The rejuvenation of the Merrylands CBD is a step closer to reality.
A Cumberland Council proposal aims to amend planning controls in the Merrylands Station and McFarlane Street precinct to increase building heights and floor space ratios.
The proposal also includes the extension of Main Lane, McFarlane Street road widening and the expansion of the new proposed city square through to Merrylands Road.
“The objective is to provide greater flexibility in which to deliver the current floor space potential for developable sites within the city centre,” the proposal states.
“Design excellence provisions are also introduced to encourage new developments to contribute to the urban and public domain character.”
A facilitator ran a public hearing last week.
“Seven community members attended the meeting and discussed the impact of the uplift on property owners outside of the area subject to the proposal, overdevelopment of the Merrylands centre and the notification process undertaken by council,” interim general manager Malcolm Ryan said.
“The facilitator will prepare a report of the meeting which will accompany a post exhibition report for the proposal to the Cumberland Independent Hearing Assessment Panel (CIHAP).

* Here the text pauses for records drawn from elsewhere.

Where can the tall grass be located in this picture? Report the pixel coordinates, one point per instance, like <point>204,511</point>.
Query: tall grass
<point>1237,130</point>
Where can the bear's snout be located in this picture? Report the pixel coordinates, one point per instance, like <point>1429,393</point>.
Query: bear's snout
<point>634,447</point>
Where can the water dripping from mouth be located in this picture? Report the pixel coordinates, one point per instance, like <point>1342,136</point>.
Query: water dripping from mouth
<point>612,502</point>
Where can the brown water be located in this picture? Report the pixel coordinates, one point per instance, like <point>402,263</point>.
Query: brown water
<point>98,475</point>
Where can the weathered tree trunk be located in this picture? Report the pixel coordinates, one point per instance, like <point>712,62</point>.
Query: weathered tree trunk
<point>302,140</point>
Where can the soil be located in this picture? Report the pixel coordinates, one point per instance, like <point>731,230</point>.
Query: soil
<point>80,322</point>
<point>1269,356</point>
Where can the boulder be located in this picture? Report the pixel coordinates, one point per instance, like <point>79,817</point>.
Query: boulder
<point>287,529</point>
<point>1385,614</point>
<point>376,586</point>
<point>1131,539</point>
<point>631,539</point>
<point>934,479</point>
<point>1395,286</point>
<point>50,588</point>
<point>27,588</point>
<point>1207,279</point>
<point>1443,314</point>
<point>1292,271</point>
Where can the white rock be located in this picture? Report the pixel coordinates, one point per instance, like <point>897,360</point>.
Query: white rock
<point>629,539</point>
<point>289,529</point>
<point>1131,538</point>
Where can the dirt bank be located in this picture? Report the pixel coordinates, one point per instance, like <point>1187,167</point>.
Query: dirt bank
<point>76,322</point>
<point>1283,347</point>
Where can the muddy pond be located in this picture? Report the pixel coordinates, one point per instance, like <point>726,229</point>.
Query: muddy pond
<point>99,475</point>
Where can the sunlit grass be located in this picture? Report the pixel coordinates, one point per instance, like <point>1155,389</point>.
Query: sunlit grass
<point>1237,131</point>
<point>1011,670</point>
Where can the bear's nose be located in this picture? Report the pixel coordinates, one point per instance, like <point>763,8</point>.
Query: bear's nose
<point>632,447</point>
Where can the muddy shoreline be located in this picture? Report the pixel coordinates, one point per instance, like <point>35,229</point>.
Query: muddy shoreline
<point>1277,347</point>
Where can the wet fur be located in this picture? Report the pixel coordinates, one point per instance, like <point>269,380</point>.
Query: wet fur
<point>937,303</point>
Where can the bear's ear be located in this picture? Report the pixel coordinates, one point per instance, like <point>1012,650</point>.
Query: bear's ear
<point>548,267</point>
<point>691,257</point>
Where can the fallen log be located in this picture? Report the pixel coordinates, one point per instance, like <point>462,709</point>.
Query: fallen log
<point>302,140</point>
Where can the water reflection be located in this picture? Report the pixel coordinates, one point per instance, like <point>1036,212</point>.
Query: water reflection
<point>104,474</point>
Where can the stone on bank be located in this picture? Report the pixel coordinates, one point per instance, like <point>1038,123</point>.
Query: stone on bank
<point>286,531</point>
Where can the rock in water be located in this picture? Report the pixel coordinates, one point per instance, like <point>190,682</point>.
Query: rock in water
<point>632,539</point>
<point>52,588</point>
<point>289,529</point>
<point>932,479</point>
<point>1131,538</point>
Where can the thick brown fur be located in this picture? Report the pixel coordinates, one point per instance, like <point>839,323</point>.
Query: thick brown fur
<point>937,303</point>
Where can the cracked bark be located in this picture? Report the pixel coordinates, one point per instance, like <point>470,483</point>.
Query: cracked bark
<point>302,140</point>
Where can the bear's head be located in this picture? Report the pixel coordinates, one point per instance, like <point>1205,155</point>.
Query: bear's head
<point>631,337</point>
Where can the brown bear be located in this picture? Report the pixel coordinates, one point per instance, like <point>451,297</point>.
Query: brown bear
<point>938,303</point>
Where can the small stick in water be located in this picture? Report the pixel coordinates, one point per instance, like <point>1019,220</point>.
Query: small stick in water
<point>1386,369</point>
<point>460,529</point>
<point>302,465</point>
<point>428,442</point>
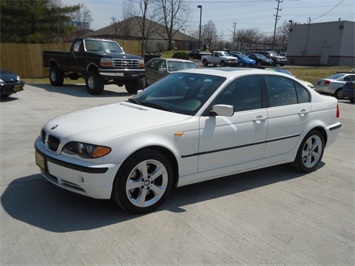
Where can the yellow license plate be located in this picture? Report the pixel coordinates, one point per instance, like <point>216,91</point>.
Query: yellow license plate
<point>18,88</point>
<point>41,161</point>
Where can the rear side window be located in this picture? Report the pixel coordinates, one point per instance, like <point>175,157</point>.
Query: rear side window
<point>284,91</point>
<point>243,93</point>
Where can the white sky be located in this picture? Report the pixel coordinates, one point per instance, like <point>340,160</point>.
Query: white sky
<point>247,14</point>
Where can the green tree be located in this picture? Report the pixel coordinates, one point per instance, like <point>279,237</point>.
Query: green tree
<point>35,21</point>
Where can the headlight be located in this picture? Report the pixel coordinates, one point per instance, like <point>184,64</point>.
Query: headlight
<point>85,150</point>
<point>106,62</point>
<point>141,62</point>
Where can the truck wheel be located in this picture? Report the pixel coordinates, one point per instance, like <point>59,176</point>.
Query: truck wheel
<point>94,83</point>
<point>133,86</point>
<point>56,76</point>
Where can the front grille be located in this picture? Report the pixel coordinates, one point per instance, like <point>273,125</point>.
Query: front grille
<point>53,143</point>
<point>126,63</point>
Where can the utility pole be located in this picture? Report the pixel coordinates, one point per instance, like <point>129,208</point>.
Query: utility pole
<point>277,17</point>
<point>233,41</point>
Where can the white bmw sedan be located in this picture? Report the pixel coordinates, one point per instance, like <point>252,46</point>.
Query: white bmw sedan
<point>191,126</point>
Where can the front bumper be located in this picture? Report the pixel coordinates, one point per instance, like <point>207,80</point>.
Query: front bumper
<point>89,179</point>
<point>10,88</point>
<point>122,73</point>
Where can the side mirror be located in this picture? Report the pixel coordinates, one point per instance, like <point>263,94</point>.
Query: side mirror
<point>223,110</point>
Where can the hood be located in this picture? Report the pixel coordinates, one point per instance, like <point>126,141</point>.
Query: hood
<point>104,122</point>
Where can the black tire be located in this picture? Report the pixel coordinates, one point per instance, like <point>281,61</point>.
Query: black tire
<point>310,152</point>
<point>133,86</point>
<point>143,182</point>
<point>56,76</point>
<point>339,94</point>
<point>94,83</point>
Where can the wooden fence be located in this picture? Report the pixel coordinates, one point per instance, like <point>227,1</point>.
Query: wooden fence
<point>26,59</point>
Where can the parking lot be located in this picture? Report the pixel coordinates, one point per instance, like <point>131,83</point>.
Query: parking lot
<point>272,216</point>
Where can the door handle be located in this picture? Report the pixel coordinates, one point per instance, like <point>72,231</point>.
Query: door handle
<point>303,112</point>
<point>259,119</point>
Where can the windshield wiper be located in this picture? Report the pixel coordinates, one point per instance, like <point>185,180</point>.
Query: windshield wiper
<point>131,100</point>
<point>157,106</point>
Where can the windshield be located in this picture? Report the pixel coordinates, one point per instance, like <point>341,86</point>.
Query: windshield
<point>102,46</point>
<point>180,65</point>
<point>260,56</point>
<point>182,93</point>
<point>335,76</point>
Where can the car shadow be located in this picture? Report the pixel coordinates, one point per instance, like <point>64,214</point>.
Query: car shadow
<point>79,90</point>
<point>35,201</point>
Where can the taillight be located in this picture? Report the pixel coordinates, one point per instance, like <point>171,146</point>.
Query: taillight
<point>326,83</point>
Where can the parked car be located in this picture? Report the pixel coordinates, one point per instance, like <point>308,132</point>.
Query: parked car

Once a recommendation is received from CIHAP, a council report will be prepared for the administrator.”
Resident Gillian Kirby said the public hearing served no community purpose.
“A holistic, not a piecemeal plan, is needed for our centre that looks at infrastructure, overshadowing, privacy - and the dwelling, resident and vehicle numbers – and simultaneously assesses eg the impact of the adjacent Neil Street Precinct planning proposal - as well as the rest of the development on the southern side of Merrylands Road, including the RSL tower development,” she said,
Development in this area is not the issue – but it’s the type and extent of development.Resident Gillian Kirby
“The concern is that this proposal, along with the others, will encourage overdevelopment, overcrowding, untenable congestion and saturation for our small centre.”